Human chondrocytes were transfected with siCtrl or siFOXO1. After incubation with or without TGFβ1 for 3 hours, H₂O₂ was added to each well to a final concentration of 0, 100, or 250 μM for 48 hours. (A) Cell viability was analyzed by MTT assay; n = 10 independent experiments. (B) ATP production was analyzed using the CellTiter-Glo assay; n = 9 independent experiments. Data are expressed as the percent absorbance (A) or luminescence (B) of cells in each group relative to cells transfected with siCtrl, and not treated with TGFβ1 and H₂O₂. Human chondrocytes were transfected with siCtrl or siFOXO1. After incubation with or without TGFβ1 for 3 hours, H₂O₂ (0 or 250 μM) was added to each well. After 48 hours, cell apoptosis was analyzed by TUNEL assay (C).
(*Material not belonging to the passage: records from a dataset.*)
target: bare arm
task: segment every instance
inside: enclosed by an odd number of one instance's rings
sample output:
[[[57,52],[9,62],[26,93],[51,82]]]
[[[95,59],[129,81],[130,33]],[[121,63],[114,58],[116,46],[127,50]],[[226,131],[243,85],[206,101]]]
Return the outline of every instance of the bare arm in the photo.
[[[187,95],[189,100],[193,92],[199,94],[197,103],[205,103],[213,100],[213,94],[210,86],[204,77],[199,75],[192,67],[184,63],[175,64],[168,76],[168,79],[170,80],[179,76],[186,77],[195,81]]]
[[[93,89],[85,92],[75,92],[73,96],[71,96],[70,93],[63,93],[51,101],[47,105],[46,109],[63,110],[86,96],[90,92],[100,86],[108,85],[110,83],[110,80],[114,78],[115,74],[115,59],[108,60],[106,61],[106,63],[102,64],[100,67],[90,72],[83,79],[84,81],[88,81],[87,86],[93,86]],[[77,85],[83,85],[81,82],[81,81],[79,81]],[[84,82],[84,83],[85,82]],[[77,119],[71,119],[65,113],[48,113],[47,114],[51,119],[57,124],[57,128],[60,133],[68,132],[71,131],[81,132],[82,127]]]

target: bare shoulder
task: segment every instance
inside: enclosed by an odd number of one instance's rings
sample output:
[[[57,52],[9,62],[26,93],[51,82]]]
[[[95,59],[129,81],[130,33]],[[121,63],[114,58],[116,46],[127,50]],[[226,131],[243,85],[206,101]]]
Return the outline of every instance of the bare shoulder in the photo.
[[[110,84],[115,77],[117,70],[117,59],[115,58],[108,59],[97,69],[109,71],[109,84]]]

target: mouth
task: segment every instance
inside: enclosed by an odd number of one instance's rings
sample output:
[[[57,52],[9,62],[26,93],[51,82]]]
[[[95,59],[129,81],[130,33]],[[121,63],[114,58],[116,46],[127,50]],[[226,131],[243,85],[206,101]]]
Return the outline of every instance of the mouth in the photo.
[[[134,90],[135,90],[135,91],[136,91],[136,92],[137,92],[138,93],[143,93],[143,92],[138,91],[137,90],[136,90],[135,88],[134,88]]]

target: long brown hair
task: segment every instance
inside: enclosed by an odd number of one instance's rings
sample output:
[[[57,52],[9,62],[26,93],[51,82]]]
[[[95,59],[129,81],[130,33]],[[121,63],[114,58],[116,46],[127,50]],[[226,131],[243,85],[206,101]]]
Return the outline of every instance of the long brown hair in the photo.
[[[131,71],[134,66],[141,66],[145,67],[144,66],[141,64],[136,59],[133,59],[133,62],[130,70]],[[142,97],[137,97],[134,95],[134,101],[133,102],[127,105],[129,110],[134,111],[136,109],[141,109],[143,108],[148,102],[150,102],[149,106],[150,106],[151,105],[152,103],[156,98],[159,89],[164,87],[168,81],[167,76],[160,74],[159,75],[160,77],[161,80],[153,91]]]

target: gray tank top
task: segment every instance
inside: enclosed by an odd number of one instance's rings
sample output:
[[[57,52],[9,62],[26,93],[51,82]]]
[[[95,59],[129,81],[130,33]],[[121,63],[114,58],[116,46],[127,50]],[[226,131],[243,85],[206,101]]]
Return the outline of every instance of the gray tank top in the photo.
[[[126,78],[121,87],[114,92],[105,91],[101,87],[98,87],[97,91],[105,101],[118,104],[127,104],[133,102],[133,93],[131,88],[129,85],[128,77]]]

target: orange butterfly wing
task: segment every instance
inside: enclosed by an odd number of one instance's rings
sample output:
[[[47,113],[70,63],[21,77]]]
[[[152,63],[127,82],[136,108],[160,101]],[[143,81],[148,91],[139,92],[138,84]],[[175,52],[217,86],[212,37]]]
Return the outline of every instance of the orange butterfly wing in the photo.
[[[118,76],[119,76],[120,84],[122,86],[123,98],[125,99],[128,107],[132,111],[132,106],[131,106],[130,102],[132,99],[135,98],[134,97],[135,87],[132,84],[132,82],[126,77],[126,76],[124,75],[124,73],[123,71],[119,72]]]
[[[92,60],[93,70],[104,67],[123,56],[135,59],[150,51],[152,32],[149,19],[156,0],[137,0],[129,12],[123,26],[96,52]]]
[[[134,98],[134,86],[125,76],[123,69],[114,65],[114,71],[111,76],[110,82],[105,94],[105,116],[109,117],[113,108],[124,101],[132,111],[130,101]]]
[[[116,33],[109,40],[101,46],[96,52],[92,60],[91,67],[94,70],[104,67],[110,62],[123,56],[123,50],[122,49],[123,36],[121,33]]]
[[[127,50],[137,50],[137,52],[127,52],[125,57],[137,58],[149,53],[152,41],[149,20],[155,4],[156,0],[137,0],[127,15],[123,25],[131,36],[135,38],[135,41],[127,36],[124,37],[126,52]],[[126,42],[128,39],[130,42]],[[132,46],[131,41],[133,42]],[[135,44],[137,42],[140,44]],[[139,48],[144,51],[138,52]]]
Higher-magnification views are corresponding to the white boxed areas in each group. Graph shows the percentage of TUNEL positive cells; n = 5 independent experiments. Data are presented as dots showing individual values and as means ± S.D. Statistical analysis was performed using one-way repeated measures ANOVA with the Tukey–Kramer post hoc test. *P < 0.05.